Now, McWhite-Brown is the owner and designer of Regina McWhite, a couture, ready-to-wear clothes and accessories brand for women and children.
Although the brand launched in 2014, McWhite-Brown is not new to the Philadelphia small business scene. McWhite-Brown debuted her first fashion line for children, Likorice Apparel, in 2001. She said she continued to run Likorice Apparel until 2009, when the recession forced her to stop. Next, she decided to refocus on womenswear.
McWhite-Brown said her brand is still inspired by the issues of Vogue she collected as a girl in the 1970s and ‘80s.
“Those earlier designers, their pieces were more tailored, and I do have a more tailored, classic look that I gravitate to,” she said. “I’m learning the more I design to become a little bit more fluid with my designs so it doesn’t seem so uptight. To give it a classic look as well as a more freestyle look.”
“[Regina McWhite is] a mixture of more classic styles and street style,” she added. “But [streetstyle] that’s not typically followed. It’s not trendy, it’s something that’s based on how I feel. The collection is sophisticated. It’s meant to empower women and to motivate them and encourage them to feel good about themselves.”
McWhite-Brown, who participated in her second season of Philadelphia Small Business Fashion Week from April 5-9, said the event is evidence of growth in the Philadelphia fashion community.

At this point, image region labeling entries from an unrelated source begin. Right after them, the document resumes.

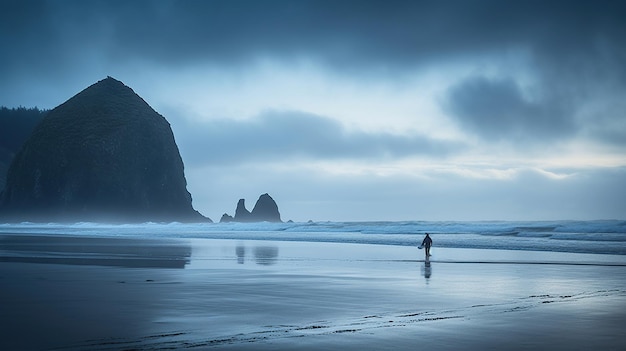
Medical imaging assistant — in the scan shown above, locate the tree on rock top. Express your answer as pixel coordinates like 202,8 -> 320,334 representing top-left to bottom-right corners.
0,77 -> 207,221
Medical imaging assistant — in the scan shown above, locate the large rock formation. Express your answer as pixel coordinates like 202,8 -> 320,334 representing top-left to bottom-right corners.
220,194 -> 282,222
0,77 -> 208,221
233,199 -> 254,222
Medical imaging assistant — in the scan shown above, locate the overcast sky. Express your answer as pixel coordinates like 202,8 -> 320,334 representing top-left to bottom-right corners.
0,0 -> 626,221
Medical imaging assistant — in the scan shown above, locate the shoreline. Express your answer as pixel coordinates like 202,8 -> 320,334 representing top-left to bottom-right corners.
0,235 -> 626,350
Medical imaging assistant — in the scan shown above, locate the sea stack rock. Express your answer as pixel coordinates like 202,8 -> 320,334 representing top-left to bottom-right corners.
233,199 -> 253,222
251,193 -> 282,222
220,194 -> 282,223
0,77 -> 210,222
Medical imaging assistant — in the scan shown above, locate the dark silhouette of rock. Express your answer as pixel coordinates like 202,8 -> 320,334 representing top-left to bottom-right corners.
220,213 -> 235,223
234,199 -> 254,222
251,193 -> 282,222
0,77 -> 210,222
220,193 -> 282,222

“I felt alone when I did Likorice,” said McWhite-Brown, who moved out of the city to study business after she stopped working on the line. “There weren’t many designers here in the city before, but now it seems like the city has grown overall in terms of fashion. It’s evolving.”
Philadelphia Small Business Fashion Week, a biannual event founded by Dawane Cromwell in 2015, is a fashion week presented by Embacy Entertainment that is meant to support small businesses in and around Philadelphia. Cromwell said to be featured in Philadelphia Small Business Fashion Week, the business must be at least one year old, related to the fashion industry and located in the tri-state area.
Cromwell, who grew up in and out of foster homes, founded the event as a way to give back to the community. He aims to support small business owners as well as charitable organizations like this season’s beneficiary, the Darby Foundation. Each season, all of the proceeds from the event are donated to that season’s organization.
“I just had a dream about it one night and I woke up and started planning it that day,” Cromwell said.
He said in just three seasons, Philadelphia Small Business Fashion Week has reached small businesses in the tri-state area and beyond.
“A lot of these business owners and designers work out of their homes, so this is a chance to give them a platform for people to come see them,” he said.
When McWhite-Brown was initially approached to participate in Philadelphia Small Business Fashion Week, she resisted. She said the recession had been a “big hit” for her and her confidence was damaged. Eventually, she agreed to participate in Philadelphia Kids Fashion Week, another event presented by Embacy Entertainment. She said she had four weeks to prepare 14 pieces to showcase and received a standing ovation.
By the next season, with renewed confidence from Philadelphia Kids Fashion Week, she was ready to showcase her womenswear collection in Philadelphia Small Business Fashion Week.
“I am very thankful to have that platform to reinvent myself and relaunch,” she said.
McWhite-Brown and Cromwell are both focused on philanthropy. McWhite-Brown supports the Chrons & Colitis Foundation of America and is an active mentor in the community, while Cromwell chooses a different organization to benefit each season.
“To bring fashion and community together, that just bridges the gap for us and allows us to reach a larger audience,” Cromwell said.
“I believe that it’s important to give back,” McWhite-Brown said. “Not just money. It’s important to give yourself.”